Un rôle important pour les syndicats

Avec plus de 1,3 milliard de femmes exerçant actuellement un emploi dans l’économie mondiale et plus de 70 millions de femmes membres d’un syndicat aujourd’hui, il est évident que pour réaliser l’autonomisation économique des femmes, il est indispensable de leur garantir leur droit à l’éducation ainsi que leurs droits de travailleuses, en ce compris le droit de travailler, de se réunir, de se syndiquer et de constituer des syndicats tel que le garantit la Déclaration universelle des droits de l’Homme et plusieurs conventions adoptées par l’Organisation internationale du Travail.
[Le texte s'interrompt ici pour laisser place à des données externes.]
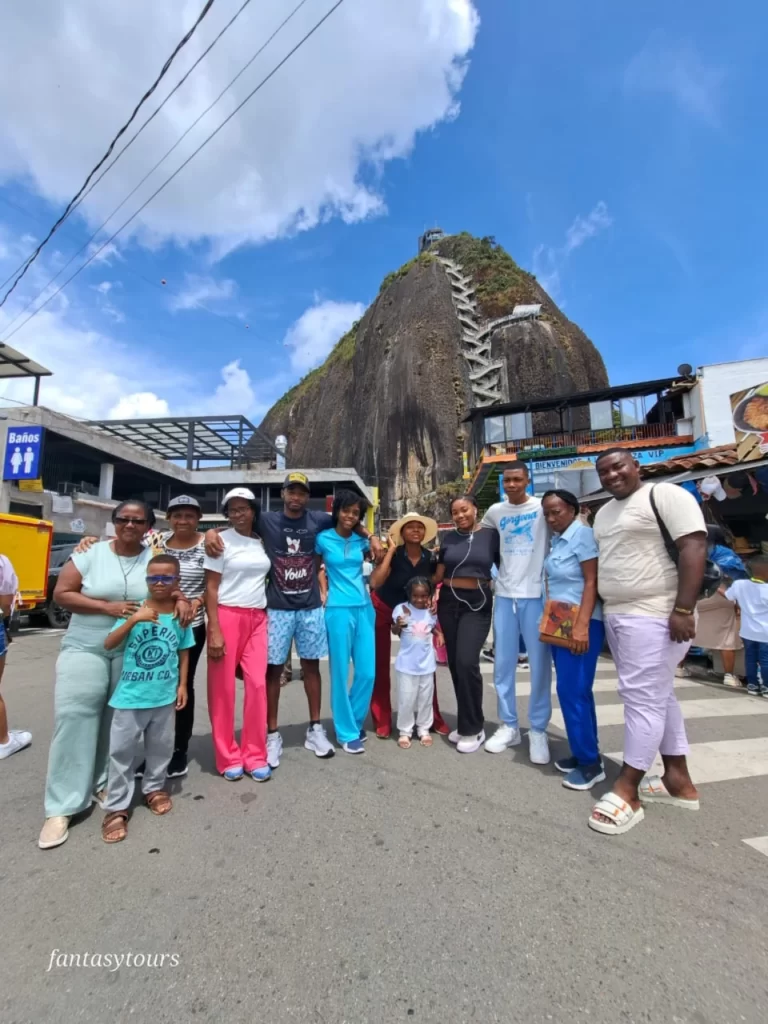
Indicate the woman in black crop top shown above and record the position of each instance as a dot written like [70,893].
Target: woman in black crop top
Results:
[465,611]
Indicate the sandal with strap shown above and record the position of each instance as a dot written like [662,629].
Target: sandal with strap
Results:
[159,802]
[621,813]
[115,826]
[652,791]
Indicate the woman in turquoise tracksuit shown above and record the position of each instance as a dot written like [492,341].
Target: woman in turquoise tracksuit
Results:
[349,620]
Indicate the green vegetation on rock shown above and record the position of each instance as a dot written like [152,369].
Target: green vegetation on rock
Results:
[500,283]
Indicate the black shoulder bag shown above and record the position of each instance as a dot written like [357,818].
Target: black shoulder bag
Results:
[713,578]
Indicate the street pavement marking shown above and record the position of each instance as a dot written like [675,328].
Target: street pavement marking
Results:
[709,708]
[721,761]
[760,844]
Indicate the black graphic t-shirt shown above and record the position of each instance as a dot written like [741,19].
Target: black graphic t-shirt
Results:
[290,544]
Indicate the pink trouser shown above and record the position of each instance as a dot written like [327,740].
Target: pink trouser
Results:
[245,634]
[646,656]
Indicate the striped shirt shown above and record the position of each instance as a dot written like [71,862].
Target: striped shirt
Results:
[193,579]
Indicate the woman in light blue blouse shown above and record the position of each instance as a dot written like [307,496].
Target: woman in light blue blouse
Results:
[570,574]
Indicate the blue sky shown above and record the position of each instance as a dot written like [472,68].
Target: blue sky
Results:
[614,150]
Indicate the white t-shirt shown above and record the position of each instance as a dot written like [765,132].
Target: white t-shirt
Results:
[416,656]
[522,536]
[635,573]
[244,567]
[753,600]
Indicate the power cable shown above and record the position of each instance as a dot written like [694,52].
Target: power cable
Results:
[178,170]
[133,138]
[184,40]
[162,160]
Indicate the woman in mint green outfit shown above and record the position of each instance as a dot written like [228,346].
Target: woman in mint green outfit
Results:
[98,586]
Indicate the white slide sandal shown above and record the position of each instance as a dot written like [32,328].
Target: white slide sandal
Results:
[621,813]
[652,791]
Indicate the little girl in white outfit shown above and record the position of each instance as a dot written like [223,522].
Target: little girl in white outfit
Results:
[416,663]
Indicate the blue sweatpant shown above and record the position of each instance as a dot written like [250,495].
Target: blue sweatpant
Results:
[514,617]
[350,636]
[576,677]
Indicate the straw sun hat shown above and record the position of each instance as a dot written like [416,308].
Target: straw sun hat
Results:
[429,525]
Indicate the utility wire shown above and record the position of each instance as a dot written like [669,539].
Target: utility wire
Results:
[162,160]
[183,41]
[133,138]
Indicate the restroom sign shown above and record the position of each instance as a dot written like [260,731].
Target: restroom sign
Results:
[24,453]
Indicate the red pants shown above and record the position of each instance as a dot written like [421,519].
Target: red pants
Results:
[245,633]
[381,704]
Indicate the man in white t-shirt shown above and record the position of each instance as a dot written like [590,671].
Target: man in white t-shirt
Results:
[649,603]
[517,611]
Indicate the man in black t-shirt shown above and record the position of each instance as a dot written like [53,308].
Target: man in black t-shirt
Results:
[294,599]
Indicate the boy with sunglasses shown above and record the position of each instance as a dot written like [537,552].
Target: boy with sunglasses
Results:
[152,687]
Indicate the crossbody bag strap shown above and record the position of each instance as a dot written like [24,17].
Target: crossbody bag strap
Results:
[672,550]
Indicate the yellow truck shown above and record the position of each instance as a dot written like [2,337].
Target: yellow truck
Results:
[27,543]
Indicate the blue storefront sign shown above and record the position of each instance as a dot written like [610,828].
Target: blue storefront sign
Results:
[24,449]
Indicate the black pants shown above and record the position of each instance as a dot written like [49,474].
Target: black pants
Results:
[185,717]
[465,625]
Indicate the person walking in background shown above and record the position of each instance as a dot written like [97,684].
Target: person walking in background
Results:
[465,610]
[414,623]
[236,603]
[648,604]
[752,598]
[11,740]
[570,576]
[151,690]
[406,558]
[349,620]
[522,532]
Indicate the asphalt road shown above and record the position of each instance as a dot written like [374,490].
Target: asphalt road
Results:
[419,885]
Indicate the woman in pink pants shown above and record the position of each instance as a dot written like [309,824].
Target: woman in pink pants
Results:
[236,603]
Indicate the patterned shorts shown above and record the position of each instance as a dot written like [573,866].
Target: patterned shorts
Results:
[307,627]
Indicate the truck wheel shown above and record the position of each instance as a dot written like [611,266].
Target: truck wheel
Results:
[57,616]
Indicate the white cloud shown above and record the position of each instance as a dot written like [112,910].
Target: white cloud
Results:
[201,291]
[549,261]
[677,71]
[309,146]
[317,330]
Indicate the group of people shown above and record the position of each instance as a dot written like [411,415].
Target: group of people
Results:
[144,607]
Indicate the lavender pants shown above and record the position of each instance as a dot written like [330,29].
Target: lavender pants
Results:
[645,656]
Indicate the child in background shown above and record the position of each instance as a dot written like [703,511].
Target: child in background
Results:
[152,687]
[752,598]
[414,623]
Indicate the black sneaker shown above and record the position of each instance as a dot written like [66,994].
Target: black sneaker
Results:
[177,765]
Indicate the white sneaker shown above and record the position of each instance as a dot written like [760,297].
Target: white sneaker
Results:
[468,744]
[316,739]
[273,749]
[538,748]
[17,739]
[504,736]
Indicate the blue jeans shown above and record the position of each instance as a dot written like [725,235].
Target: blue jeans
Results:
[514,617]
[576,677]
[756,653]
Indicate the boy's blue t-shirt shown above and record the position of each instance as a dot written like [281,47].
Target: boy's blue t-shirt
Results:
[150,677]
[343,557]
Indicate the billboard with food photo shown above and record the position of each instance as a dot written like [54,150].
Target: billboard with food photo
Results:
[750,410]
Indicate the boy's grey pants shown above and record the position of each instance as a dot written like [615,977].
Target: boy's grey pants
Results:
[157,725]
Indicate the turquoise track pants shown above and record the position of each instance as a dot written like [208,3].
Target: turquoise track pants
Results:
[350,636]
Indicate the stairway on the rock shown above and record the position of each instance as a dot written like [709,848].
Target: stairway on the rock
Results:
[485,374]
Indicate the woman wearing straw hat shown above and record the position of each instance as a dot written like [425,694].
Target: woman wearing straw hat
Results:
[407,558]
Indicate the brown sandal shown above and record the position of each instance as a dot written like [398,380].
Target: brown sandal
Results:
[159,802]
[115,826]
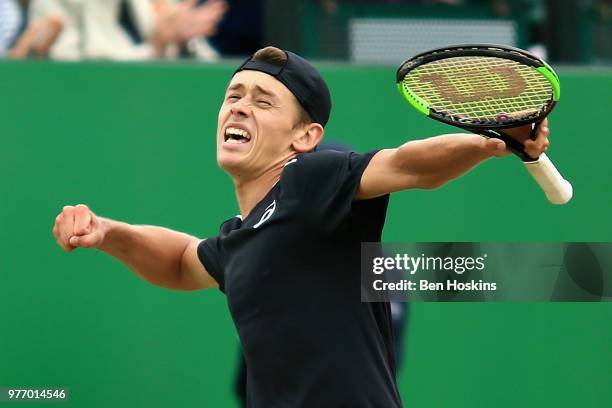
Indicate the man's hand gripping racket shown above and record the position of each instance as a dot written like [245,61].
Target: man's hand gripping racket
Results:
[493,91]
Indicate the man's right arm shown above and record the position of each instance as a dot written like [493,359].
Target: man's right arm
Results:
[159,255]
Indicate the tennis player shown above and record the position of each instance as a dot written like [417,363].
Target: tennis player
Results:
[289,264]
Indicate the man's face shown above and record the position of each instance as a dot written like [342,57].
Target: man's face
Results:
[256,125]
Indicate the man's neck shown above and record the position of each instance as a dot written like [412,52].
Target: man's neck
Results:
[251,192]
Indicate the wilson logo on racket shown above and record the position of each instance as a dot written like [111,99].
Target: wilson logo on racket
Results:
[511,85]
[486,89]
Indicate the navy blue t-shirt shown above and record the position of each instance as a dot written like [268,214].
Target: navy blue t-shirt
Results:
[291,274]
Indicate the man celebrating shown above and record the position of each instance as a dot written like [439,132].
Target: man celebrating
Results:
[290,263]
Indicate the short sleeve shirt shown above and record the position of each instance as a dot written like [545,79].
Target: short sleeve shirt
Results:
[291,274]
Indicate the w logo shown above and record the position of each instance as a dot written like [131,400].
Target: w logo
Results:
[267,214]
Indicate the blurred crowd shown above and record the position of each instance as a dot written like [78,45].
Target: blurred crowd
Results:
[209,29]
[129,29]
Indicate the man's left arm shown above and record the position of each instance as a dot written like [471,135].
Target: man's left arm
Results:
[432,162]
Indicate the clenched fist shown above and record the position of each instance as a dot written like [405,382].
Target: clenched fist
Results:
[77,226]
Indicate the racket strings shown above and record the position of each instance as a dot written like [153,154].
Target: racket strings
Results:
[483,89]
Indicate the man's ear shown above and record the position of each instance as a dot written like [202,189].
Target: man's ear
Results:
[307,137]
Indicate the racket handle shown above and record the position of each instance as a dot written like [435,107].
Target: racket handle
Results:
[558,190]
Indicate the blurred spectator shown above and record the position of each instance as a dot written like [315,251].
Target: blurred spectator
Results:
[241,32]
[92,29]
[10,21]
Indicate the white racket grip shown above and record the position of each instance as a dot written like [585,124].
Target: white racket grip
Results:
[558,190]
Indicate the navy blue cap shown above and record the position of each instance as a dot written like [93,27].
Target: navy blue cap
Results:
[302,79]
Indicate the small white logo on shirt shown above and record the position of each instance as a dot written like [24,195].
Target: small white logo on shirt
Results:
[267,214]
[290,161]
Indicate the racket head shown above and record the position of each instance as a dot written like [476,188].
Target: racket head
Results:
[479,86]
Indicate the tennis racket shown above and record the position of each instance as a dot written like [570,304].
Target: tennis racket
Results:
[485,89]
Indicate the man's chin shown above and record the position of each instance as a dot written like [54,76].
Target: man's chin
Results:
[231,163]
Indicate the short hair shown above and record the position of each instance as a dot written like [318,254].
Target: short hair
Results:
[276,56]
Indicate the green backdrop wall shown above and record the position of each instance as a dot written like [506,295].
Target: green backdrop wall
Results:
[136,143]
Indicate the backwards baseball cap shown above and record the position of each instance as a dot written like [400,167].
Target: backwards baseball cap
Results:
[302,79]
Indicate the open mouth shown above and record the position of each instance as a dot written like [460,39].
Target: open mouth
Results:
[237,136]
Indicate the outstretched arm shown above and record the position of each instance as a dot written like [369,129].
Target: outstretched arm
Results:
[430,163]
[158,255]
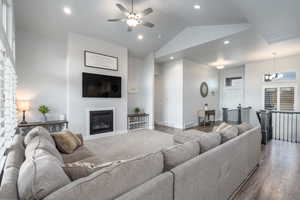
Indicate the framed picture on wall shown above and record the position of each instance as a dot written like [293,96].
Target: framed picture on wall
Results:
[101,61]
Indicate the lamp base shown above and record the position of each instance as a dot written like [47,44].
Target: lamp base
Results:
[23,122]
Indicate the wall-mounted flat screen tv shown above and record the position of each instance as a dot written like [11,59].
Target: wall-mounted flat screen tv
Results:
[101,86]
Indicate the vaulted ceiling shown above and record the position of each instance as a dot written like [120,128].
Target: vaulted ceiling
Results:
[271,22]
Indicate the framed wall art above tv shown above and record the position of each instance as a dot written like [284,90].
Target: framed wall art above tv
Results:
[101,61]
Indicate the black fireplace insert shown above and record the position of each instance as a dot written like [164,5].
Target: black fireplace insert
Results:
[101,121]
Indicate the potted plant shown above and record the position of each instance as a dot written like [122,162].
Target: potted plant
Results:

En tant que syndicats de l’éducation, les organisations membres de l’IE sont idéalement placées pour mettre en lumière les liens qui unissent la réalisation du droit à l’éducation pour les femmes et les filles et la garantie que l’éducation leur permette réellement de s’émanciper sur le plan économique. L’ODD 4 de l’Agenda 2030 doit être appliqué par les gouvernements de la façon la plus large possible afin de veiller à ce qu’au-delà de leur droit à l’éducation, les filles et les femmes jouissent de droits au sein de l’éducation.

Activités

Nombre d’affiliés de l’IE ont d’ores et déjà pris des mesures et/ou s’apprêtent à organiser des activités autour du 8 mars afin de mettre en évidence l’importance de l’éducation pour garantir l’autonomisation économique des femmes. C’est le cas en Argentine, au Canada, en France, ou au Royaume-Uni.

Plus de 130 syndicats représentant les Fédérations syndicales internationales (FSI), l’IE, la Confédération syndicale internationale, l’Internationale des services publics et la Fédération internationale des ouvriers du transport, de toutes les régions participeront à la première semaine de la 61e session de la Commission de la condition de la femme (CSW) des Nations Unies à New York, aux Etats-Unis. La délégation de l’IE comprendra 18 déléguées de 12 pays. La déclaration commune officielle des FSI publiée à l’occasion de la CCF cette année s’intitule « La place d’une femme est au sein de son syndicat »- Les syndicats jouent un rôle central envers l’autonomisation des femmes dans un monde du travail en mutation.